Créer une société en Polynésie : SARL, EURL et fiscalité locale
Structurer une activité en Polynésie française : formes juridiques, IBS, banques, substance locale et erreurs fiscales à
Les formes juridiques disponibles
La Polynésie française reconnaît les mêmes formes juridiques qu'en France métropolitaine : SARL, EURL, SA, SAS, EI et associations. La SARL reste la forme la plus répandue pour les PME polynésiennes. La création se fait auprès du Centre de Formalités des Entreprises (CFE) à Papeete. Le capital minimum d'une SARL est de 1 XPF symbolique depuis la réforme, mais les banques exigent en pratique un capital significatif pour ouvrir un compte.
Les étapes de création
- Choisir la forme juridique et rédiger les statuts.
- Déposer le capital au compte bloqué bancaire.
- Immatriculer au Registre du Commerce de Papeete.
- Obtenir les licences professionnelles si nécessaire.

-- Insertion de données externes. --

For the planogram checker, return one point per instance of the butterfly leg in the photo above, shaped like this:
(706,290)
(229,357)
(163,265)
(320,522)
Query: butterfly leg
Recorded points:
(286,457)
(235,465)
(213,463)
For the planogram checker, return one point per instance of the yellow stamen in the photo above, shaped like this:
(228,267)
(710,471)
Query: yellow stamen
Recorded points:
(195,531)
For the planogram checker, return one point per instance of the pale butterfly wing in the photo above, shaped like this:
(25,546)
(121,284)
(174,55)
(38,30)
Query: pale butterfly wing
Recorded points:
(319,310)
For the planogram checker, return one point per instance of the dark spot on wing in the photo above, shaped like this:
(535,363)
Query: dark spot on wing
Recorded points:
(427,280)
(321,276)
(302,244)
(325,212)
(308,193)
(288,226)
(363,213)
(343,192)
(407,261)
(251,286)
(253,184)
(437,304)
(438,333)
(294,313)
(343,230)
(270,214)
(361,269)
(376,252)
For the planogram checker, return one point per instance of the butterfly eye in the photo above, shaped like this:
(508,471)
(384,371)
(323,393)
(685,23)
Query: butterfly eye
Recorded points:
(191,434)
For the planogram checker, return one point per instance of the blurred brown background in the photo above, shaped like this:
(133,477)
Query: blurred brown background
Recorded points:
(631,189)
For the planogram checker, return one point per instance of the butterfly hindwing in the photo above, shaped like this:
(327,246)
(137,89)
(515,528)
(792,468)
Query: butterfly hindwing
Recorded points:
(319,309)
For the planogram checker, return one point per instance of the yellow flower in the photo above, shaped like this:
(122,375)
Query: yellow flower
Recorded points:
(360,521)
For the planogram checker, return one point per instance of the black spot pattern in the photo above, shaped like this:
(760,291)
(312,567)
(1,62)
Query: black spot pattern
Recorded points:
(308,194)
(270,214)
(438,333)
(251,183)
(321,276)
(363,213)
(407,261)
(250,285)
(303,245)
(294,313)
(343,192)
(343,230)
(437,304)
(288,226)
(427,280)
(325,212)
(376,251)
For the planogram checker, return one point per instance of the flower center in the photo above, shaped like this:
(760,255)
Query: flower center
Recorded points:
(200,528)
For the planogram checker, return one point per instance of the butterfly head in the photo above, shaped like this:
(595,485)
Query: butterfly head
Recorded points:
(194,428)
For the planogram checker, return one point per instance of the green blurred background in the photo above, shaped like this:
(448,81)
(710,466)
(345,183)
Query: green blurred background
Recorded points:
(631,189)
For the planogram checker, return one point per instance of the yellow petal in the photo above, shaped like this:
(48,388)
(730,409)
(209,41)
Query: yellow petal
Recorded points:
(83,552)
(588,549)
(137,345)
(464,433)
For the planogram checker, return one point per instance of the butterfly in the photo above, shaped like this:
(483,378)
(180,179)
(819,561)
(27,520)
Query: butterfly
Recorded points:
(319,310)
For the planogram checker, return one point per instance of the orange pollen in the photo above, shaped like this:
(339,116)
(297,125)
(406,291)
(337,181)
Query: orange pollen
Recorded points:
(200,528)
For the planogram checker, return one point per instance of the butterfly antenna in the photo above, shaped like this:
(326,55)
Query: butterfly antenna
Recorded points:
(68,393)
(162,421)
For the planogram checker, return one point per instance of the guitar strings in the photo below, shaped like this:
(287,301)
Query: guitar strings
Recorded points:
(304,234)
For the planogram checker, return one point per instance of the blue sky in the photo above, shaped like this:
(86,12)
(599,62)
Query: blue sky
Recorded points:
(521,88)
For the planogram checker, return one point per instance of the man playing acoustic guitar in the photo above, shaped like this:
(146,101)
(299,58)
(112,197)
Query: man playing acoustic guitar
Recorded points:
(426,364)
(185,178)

- S'affilier à la CPS pour les salariés.
L'IBS et les obligations fiscales
La société est soumise à l'IBS polynésien (taux normal 25%). Elle doit tenir une comptabilité régulière, déposer ses comptes et effectuer des acomptes trimestriels. La Polynésie a ses propres formulaires fiscaux distincts des formulaires français. Un expert-comptable local est indispensable la première année pour éviter les erreurs de procédure.
Les erreurs fréquentes des créateurs métropolitains
- Croire que les règles françaises s'appliquent intégralement.
- Sous-estimer les délais administratifs polynésiens.
- Négliger la substance locale (vraie activité, vrais employés).
- Ouvrir une société sans compte bancaire préalable.